Have you ever noticed that one of the things people get most excited about, is the first morning of the year when they walk outside and smell spring? I imagine it’s some combination of softening soil with barely-there buds just waiting to bloom.
It’s a subtle scent, that springy smell…and isn’t it the best?
A year ago, I was given these rosy rings. (If buying sounds better than making…you should get yourself some too.) The company out of Denver, suggests placing their wax sachets in your lingerie drawer or with your linens. They also come on a suede string and they are beautiful, so I’m not really sure why you’d do anything other than display them for all to see…and smell.
The wonderful thing about these (and the homemade version) is that they have that spring thing going for them. The perfect balance of subtle strength.
metal cookie cutters
wax (this can be leftover candles, soy wax, beeswax, wax pellets, wax sheets… you get it)

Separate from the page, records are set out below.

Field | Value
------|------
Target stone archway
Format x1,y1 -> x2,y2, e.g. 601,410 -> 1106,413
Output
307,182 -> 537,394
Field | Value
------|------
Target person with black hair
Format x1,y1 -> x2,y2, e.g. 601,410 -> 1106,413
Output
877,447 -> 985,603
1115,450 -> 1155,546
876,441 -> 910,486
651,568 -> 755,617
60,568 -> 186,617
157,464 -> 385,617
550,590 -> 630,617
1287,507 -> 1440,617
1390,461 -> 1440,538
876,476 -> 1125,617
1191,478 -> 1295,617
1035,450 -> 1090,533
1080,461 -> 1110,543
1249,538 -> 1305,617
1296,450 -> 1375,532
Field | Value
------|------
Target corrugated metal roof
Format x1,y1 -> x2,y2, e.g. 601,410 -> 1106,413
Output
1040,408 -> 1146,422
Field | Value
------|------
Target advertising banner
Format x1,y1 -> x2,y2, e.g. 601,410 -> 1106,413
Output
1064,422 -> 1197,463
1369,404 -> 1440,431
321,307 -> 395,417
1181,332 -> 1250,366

The amount of wax depends on how many wax sachets you’d like to make. I used 14-16 oz (a combination of recycled candles and several of these soy wax combs) to pour into a 9×9 glass baking dish. When I make them again, I may make them thinner but it’s really a matter of preference.
essential oils (if you’re using unscented wax, a few drops of lavender or rose are my favorite but experiment!)

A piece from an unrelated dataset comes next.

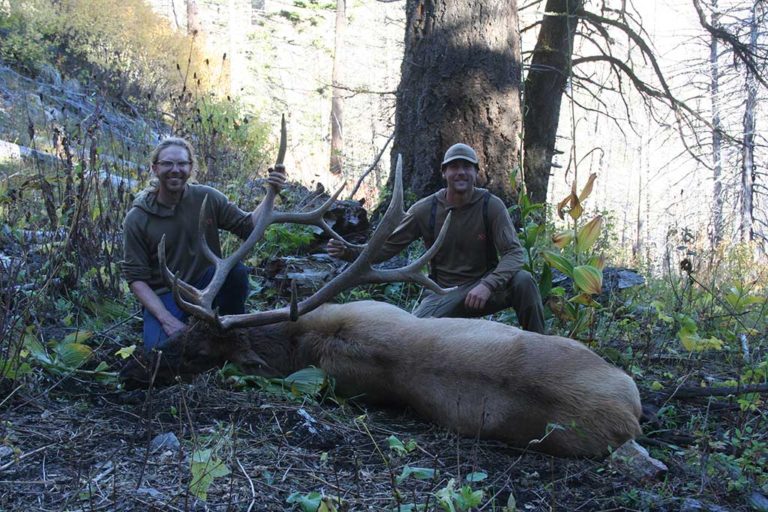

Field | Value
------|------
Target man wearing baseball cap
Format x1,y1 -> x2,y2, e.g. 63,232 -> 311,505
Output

dried flowers, petals, berries, dried citrus slices (optional, but pretty)
twine (optional for hanging)
skewer or straw (optional for hanging)
a double boiler set up (a heat proof bowl over a pot of simmering water)

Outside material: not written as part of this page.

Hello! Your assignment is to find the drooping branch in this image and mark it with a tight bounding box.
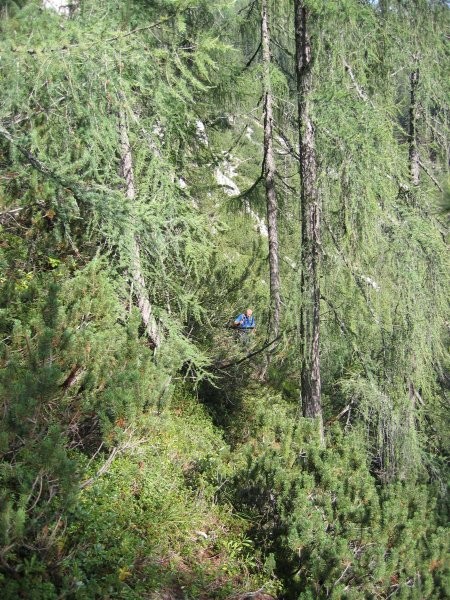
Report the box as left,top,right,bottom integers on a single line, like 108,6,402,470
119,108,161,349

Set up your double boiler and place your wax in your heatproof bowl to melt. Many prefer to use a recycled soup can submerged in the water so that clean up involves tossing the can rather than any wax removal.
While your wax is melting, set up your wax mold.
I used a 9×9 glass baking dish, and placed a square of wax paper on the bottom. It’s helpful to have the paper extend a little higher than your wax will sit so that you can lift out the wax once it has hardened.
Place your dried flowers etc. next to your dish for easy access a few steps from now.
Once your wax has melted, (and if you haven’t used a scented wax) add a few drops of your essential oils.
Carefully pick up your melted wax (with a towel or pot holders!) and pour it into your dish.
Depending on the wax you’ve used and the thickness, you’ll have more or less time for the next steps. I was nervous that I’d need to rush these steps, but I had plenty of time.
You’ll notice your wax starting to solidify and becoming more opaque. At this point, place your dried flowers etc. onto the surface of your wax. If it sinks too far, wait a little longer and try again.
Once all your pretty things are arranged, use your cookie cutter to cut your wax into shape.
Press slowly for your first cut. If you notice the center cracks and is wet, give it another minute. The wax around the edges will begin to harden faster, so start there.
If you’ll be hanging your wax, use your skewer to pierce holes in all of your sachets. The wax will be cool within minutes, but I like to give the whole thing an hour or so to really solidify.
With the help of your wax paper, lift your wax out of the dish.
Thread your twine through your sachets if you’ll be hanging them.
Collect your scraps and toss them in a little cloth bag, and into your top drawer!
These would make sweet and simple gifts for house guests or hostesses. They may even end up arranged in an Easter basket or two.